Plaintiffs were directed to place a verification call from the customer’s premises for a third party to confirm that the customer entered into the agreement voluntarily and with full understanding of its terms. Plaintiffs had to initiate the call to the third-party verifier using the customer’s telephone and were required to leave the premises before the customer spoke to the verifier. Plaintiffs were not allowed to return or speak to the customer after the call. This was an important requisite of the job: the compliance matrix reserves the most severe consequence of termination for a solicitor who remains present at the consumer’s premise during the verification call, uses his or her cell phone to conduct the call, or returns to the customer’s premises within seven days after the call. The Ohio Public Utilities Commission (PUCO) requires procedures for door-to-door energy solicitors, including independent third-party verification for 50% of No. 18-4058 Hurt, et al. v. Commerce Energy, Inc., et al. Page 4

customers, but the universal verification process for Just Energy’s customers was required as part of a 2010 settlement agreement between the company and PUCO.
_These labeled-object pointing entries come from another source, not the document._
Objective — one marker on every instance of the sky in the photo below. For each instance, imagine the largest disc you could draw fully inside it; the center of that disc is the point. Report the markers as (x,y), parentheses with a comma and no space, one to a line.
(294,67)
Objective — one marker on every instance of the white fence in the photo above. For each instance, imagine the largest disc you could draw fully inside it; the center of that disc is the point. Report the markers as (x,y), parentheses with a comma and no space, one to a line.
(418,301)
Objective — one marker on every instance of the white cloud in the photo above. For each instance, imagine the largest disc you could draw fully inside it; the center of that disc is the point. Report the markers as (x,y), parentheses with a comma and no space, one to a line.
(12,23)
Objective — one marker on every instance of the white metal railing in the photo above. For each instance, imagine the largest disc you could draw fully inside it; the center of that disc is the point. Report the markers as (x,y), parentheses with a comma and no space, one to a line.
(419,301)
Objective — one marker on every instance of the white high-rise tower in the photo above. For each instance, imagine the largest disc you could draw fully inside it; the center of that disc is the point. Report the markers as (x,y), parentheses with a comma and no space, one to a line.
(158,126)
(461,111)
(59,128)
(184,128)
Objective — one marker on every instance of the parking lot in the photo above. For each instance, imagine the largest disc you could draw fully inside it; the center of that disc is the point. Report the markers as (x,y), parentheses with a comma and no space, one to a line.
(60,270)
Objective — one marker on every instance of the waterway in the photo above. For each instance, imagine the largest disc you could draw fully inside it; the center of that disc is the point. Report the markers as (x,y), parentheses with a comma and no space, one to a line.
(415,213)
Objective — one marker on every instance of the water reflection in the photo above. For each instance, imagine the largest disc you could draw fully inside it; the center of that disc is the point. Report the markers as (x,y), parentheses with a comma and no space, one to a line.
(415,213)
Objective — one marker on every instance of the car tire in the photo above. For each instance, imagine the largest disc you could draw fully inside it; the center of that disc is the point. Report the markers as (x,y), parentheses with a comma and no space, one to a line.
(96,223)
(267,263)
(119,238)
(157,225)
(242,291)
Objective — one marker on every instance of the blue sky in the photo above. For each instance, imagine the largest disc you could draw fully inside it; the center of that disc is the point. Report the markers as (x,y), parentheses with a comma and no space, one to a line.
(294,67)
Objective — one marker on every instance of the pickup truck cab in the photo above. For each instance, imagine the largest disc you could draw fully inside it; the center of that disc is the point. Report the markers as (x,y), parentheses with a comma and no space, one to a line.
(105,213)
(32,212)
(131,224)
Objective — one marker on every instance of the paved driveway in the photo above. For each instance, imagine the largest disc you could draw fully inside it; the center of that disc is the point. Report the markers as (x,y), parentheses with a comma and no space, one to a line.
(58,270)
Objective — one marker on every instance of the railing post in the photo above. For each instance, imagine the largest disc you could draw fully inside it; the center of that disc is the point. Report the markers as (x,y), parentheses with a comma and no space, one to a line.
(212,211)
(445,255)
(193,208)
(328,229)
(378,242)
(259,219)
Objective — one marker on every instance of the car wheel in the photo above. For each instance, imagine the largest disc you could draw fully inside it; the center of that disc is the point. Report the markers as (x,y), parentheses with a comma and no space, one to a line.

The sale was not final after the third-party verification call. Instead, the customers went through a credit check, and after that, Just Energy could approve the application and finalize the sale or choose to reject the application. The signed customer agreement specifies that the contract is conditional upon Just Energy’s acceptance, at its sole discretion. Just Energy had “unfettered discretion to reject any energy contract submitted” by Plaintiffs. Some applications were rejected for failed credit checks, but Plaintiffs frequently were not told why applications were rejected and their commissions not paid. Plaintiffs had no role in Just Energy’s decision-making, and because their contact with the customer ended after they had to leave the premises, they were not allowed to engage in customer service or address any customer concerns—customers were instructed to call a separate customer service line with any questions. Trial testimony indicates that Just Energy exercised its discretion to reject applications frequently. Though a satisfactory third-party verification call and a successful credit check were essential, ultimately approval depended on the exercise of discretion by Just Energy and was required before an application generated by Plaintiffs became final and they could receive and retain their commission.